This baffles me, because I rely so heavily on women who are health experts. Via The Washington Post: Women are excluded from global coronavirus coverage, experts say. Excerpt:
On a Canadian Broadcasting Corporation program earlier this month, a debate between two physicians over coronavirus-related restrictions turned into a brief clash over the role of gender in mainstream discourse. “
You’re just shouting; you’re not actually speaking,” infectious-disease expert Neil Rau told his female colleague, interrupting.
“Do not be sexist,” family doctor and medical anthropologist Nili Kaplan-Myrth responded, not missing a beat. “I’m speaking in an assertive voice.”
“NEVER tell a woman (professional or otherwise) that she cannot speak with authority,” she wrote later on Twitter. “NEVER tell us we aren’t educated enough, experts enough, or good enough. We have every bit as much authority to speak.”
The exchange underscored a broader concern over the lack of female voices in media coverage of and policy debates on the coronavirus pandemic.
In coverage of the coronavirus, female scientists and doctors are cited far less frequently than their male counterparts, according to multiple multicountry studies. And when women are vocal, as with other policy debates and key areas of coverage, they often face online harassment and second-guessing of their expertise, several female scientists told The Washington Post.
The consequences are far-reaching. The marginalization of female experience and expertise colors the information available to policymakers forming coronavirus responses — which means interests and issues important to women may get underprioritized.
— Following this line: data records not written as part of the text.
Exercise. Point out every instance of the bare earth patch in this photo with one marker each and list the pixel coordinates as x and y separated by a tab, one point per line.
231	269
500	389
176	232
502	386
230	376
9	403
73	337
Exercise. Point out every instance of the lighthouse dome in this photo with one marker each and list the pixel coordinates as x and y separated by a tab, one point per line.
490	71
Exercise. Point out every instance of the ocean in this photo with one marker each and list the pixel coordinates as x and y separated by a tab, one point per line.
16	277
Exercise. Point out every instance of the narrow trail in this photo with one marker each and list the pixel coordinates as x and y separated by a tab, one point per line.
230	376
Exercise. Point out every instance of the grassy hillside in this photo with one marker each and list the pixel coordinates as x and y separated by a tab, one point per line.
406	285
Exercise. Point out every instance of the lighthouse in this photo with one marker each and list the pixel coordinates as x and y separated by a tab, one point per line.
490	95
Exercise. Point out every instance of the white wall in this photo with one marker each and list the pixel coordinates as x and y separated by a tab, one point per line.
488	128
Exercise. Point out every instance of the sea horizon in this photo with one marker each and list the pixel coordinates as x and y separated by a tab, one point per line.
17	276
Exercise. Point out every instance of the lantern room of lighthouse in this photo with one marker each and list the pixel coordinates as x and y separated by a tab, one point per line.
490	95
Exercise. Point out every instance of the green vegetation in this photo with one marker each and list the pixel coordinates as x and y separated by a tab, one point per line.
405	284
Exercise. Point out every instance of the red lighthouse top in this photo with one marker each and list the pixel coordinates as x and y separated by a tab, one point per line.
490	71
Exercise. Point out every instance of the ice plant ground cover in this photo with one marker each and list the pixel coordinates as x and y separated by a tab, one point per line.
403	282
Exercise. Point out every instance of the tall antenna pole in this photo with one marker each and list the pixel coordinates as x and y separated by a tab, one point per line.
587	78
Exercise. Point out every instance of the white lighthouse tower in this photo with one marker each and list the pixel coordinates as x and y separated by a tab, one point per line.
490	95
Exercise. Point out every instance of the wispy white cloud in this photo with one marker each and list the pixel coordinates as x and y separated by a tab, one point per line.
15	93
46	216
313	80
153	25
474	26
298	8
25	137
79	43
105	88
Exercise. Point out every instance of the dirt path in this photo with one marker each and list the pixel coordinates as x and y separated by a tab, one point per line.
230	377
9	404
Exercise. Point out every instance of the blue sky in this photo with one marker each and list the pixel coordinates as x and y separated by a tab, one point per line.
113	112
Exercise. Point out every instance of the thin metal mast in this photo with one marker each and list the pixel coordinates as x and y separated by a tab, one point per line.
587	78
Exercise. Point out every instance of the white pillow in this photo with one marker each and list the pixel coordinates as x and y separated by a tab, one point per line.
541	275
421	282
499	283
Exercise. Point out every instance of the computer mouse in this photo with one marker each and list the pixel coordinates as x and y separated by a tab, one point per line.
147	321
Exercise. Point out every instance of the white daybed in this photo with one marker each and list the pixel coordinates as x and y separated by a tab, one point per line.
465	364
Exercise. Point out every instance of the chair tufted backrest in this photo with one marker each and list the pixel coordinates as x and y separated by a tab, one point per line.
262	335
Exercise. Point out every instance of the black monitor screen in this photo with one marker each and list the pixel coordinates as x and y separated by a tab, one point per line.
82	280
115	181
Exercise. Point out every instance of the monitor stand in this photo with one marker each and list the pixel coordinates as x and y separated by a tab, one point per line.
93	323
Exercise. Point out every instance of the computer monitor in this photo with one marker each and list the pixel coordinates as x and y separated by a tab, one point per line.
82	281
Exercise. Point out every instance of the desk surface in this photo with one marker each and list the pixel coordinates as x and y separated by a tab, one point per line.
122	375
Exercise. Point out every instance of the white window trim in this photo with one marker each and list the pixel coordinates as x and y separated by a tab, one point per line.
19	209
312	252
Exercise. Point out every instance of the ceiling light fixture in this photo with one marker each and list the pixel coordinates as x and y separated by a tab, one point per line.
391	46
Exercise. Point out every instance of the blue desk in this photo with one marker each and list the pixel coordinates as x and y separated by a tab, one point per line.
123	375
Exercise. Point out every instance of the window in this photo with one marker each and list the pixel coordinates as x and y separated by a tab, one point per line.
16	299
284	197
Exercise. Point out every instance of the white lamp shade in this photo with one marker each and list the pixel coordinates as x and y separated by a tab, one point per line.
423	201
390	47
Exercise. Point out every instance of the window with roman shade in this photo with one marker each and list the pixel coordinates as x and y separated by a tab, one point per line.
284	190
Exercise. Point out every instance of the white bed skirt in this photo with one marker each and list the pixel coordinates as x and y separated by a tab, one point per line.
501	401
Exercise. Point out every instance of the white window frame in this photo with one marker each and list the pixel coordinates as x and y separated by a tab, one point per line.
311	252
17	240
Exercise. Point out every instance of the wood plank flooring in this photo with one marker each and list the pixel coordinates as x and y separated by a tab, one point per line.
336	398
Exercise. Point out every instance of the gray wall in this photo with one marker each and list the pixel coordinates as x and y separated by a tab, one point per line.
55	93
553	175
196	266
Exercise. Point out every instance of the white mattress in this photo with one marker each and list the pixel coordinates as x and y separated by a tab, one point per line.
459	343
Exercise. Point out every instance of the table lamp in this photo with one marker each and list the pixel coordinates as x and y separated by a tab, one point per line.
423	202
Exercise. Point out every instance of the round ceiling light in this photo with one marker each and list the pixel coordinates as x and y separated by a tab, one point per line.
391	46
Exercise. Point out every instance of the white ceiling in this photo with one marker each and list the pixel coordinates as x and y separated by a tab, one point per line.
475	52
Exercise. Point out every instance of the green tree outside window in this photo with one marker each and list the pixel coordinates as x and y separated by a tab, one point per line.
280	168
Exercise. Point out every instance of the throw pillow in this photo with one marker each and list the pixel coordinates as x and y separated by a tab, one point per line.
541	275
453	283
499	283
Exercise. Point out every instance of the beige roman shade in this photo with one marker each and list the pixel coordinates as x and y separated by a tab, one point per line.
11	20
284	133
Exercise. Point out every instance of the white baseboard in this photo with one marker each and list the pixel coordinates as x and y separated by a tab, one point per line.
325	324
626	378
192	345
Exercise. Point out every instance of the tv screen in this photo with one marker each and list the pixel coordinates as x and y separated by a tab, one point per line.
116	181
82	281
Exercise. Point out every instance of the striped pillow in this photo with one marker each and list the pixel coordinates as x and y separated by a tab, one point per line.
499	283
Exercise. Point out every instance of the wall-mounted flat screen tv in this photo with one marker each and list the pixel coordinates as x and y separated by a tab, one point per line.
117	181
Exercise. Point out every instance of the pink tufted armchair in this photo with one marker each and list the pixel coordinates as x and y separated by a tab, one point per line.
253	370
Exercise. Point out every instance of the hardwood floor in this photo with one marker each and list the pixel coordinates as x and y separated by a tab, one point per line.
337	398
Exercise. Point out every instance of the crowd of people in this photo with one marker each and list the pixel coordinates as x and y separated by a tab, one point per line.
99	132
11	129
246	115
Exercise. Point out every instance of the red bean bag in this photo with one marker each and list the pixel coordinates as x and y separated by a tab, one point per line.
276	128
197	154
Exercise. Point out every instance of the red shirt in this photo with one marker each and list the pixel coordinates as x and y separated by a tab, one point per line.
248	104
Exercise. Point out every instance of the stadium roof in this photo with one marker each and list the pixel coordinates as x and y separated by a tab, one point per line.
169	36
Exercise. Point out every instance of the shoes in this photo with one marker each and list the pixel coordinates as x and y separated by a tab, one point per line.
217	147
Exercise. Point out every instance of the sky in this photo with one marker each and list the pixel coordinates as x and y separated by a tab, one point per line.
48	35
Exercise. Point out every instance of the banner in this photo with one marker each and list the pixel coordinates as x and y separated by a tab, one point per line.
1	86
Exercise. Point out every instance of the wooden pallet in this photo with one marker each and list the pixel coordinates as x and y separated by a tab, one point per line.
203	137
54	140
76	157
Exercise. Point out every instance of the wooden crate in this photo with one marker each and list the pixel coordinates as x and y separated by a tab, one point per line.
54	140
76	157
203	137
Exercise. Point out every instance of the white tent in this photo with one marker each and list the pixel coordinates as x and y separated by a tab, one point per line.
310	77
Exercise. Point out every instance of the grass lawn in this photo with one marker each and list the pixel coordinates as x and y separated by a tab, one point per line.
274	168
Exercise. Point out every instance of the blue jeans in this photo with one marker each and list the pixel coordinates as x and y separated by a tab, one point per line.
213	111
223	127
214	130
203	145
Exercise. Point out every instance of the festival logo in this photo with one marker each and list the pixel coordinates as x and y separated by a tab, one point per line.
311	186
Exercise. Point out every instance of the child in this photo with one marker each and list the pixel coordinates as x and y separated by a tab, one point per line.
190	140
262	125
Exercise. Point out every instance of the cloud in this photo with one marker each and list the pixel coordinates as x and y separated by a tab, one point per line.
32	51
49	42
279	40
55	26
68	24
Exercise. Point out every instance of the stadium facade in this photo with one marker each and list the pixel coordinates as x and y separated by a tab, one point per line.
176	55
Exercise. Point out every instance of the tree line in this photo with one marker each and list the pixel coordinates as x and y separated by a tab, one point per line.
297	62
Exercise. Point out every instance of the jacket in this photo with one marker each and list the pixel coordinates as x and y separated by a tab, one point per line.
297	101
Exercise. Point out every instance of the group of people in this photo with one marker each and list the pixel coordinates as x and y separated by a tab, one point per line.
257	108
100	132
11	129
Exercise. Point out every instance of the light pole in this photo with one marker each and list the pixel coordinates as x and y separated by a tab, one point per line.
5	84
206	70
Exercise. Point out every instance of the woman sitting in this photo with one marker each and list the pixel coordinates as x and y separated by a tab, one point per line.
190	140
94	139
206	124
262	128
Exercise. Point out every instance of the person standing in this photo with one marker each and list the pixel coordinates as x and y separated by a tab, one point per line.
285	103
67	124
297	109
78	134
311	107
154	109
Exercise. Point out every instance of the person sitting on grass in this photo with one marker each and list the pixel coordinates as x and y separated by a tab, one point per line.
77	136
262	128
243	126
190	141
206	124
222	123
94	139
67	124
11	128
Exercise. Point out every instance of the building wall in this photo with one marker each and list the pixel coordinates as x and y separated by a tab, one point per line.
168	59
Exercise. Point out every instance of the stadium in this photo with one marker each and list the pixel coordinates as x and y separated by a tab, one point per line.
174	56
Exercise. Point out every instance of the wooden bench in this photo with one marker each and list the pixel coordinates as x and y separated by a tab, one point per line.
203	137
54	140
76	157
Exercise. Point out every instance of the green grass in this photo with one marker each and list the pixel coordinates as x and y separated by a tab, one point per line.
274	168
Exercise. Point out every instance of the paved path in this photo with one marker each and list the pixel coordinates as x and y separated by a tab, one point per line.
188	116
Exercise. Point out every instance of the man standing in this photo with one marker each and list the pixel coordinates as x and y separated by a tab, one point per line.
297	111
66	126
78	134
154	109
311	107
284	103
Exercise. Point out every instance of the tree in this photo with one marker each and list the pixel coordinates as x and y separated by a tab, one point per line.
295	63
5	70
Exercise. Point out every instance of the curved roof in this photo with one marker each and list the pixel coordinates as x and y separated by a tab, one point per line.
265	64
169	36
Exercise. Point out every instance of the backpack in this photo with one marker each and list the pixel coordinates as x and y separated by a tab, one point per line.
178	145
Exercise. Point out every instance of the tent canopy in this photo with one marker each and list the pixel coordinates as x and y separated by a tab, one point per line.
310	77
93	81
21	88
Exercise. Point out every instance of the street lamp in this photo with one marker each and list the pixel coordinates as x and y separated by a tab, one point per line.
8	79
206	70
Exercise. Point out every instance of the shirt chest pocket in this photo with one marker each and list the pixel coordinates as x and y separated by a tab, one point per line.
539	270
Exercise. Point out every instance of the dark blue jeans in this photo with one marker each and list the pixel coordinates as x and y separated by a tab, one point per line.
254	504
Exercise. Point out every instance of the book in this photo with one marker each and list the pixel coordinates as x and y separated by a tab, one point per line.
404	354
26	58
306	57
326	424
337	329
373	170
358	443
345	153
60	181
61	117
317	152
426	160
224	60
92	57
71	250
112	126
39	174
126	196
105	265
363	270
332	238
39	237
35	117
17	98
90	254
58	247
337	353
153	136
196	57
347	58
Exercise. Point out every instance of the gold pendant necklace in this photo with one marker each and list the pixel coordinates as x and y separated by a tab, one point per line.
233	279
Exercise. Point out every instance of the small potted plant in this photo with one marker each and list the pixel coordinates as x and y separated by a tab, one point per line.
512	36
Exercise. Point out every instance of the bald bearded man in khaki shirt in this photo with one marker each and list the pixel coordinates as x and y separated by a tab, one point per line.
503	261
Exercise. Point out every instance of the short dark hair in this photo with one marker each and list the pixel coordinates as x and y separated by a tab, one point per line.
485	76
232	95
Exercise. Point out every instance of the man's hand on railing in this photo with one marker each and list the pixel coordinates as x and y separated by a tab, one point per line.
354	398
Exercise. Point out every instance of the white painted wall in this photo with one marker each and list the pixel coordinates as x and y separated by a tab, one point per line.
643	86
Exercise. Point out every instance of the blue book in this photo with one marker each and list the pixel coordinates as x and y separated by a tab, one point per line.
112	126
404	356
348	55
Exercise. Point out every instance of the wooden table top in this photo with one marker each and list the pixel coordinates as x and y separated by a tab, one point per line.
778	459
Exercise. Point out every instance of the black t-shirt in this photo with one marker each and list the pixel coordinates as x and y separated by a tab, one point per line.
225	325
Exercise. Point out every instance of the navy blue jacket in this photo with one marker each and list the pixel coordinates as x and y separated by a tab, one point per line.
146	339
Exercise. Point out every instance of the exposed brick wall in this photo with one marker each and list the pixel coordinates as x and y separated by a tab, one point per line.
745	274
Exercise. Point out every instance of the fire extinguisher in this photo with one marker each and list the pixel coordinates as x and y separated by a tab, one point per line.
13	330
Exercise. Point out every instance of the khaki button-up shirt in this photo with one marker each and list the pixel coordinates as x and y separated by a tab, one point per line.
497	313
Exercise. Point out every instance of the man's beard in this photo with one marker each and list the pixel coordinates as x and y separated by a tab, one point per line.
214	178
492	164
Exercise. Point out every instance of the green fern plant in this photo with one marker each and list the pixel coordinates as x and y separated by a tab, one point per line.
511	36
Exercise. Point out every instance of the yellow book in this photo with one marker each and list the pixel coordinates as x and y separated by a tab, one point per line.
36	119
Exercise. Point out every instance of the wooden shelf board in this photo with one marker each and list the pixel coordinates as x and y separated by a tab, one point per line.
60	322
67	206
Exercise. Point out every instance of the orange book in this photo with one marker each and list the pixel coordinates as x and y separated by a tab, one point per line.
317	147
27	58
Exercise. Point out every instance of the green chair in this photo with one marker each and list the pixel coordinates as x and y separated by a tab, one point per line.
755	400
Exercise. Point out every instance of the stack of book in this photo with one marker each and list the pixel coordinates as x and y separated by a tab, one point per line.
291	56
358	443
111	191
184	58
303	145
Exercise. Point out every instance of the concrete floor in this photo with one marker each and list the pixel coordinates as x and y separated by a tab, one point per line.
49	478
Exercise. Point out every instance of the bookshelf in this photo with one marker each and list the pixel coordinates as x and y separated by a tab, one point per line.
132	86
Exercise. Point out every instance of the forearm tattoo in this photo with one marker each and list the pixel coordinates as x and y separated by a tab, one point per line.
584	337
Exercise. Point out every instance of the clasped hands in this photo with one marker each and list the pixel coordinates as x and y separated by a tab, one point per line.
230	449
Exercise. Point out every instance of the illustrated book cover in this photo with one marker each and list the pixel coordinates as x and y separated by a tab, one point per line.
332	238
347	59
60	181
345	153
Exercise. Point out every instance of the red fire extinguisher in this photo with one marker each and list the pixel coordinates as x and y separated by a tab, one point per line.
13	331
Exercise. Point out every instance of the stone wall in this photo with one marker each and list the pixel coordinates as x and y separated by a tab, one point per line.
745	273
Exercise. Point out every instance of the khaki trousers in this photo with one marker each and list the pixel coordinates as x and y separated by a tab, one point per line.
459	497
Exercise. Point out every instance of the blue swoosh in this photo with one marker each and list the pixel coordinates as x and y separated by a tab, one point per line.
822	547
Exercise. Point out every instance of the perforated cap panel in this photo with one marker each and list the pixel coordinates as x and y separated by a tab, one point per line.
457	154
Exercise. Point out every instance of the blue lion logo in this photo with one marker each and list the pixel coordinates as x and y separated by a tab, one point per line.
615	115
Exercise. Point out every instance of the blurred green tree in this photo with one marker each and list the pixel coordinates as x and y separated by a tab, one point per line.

This dynamic has, according to a recent study commissioned by the Bill and Melinda Gates Foundation, perpetuated a “war framing” around the virus, reinforcing the gendered stereotype that men are more reliable in emergencies and as decision-makers.
Marginalized voices
Since reports of the novel coronavirus began circulating in January, the world has been inundated with news and perspectives. Male scientists and physicians have played an outsize role in global efforts to make sense of the virus.
“The pandemic exacerbated the lack of women’s voices,” said Muge Cevik, who works on infectious diseases and medical virology at the University of St. Andrews in Scotland. “It just reinforced the prevailing gender norm in which men continue to be allocated to leadership roles, speaking to media.”
Last month’s Gates Foundation report, written by audience researcher Luba Kassova, analyzed coronavirus coverage published in mainstream publications online in the United Kingdom, the United States, Kenya, South Africa, Nigeria and India. The study focused on articles identified by Google’s news search engine as highly ranked between March 1 and April 15. It found that women are “worryingly marginalized.” On average, every female voice in a coronavirus story was “drowned out” by at least three male interviewees, the study concluded.
“Women were four times less likely to feature as experts and commentators” in stories on the coronavirus, the study found. When cited, “women are more likely to be used as sources sharing subjective views than experts sharing authoritative expertise,” according to the report. Women constituted 19 percent of experts quoted overall and were less likely to feature as protagonists in coronavirus stories.
The trend has been documented elsewhere. A report published last month by the French Ministry of Culture and the ministry responsible for gender equality found that during the country’s coronavirus lockdown this spring, “newspapers devote[d] a predominant place to male personalities in their content.” More than 83 percent of the people pictured on the front page of major newspapers during this period were men, who also wrote a majority of opinion pieces.
A recent University of Zurich study calculated that women made up two of the 30 scientists most frequently cited by the Swiss media in coronavirus coverage during the first half of the year.
The experiences of female scientists and medical experts echo across sectors. Statistically, few women are part of national-level decision-making processes on the coronavirus, although 69 percent of health professionals around the globe are women. For working mothers and women from minority and marginalized communities, many disparities are growing even deeper amid school and economic disruptions.
“There are lots of women who are working really hard [on coronaviruses-related research] and they don’t make it into the media or policy advisories,” said Emma Hodcroft, one of the two female scientists among the group most widely cited in Switzerland, who studies and tracks viruses at the University of Basel.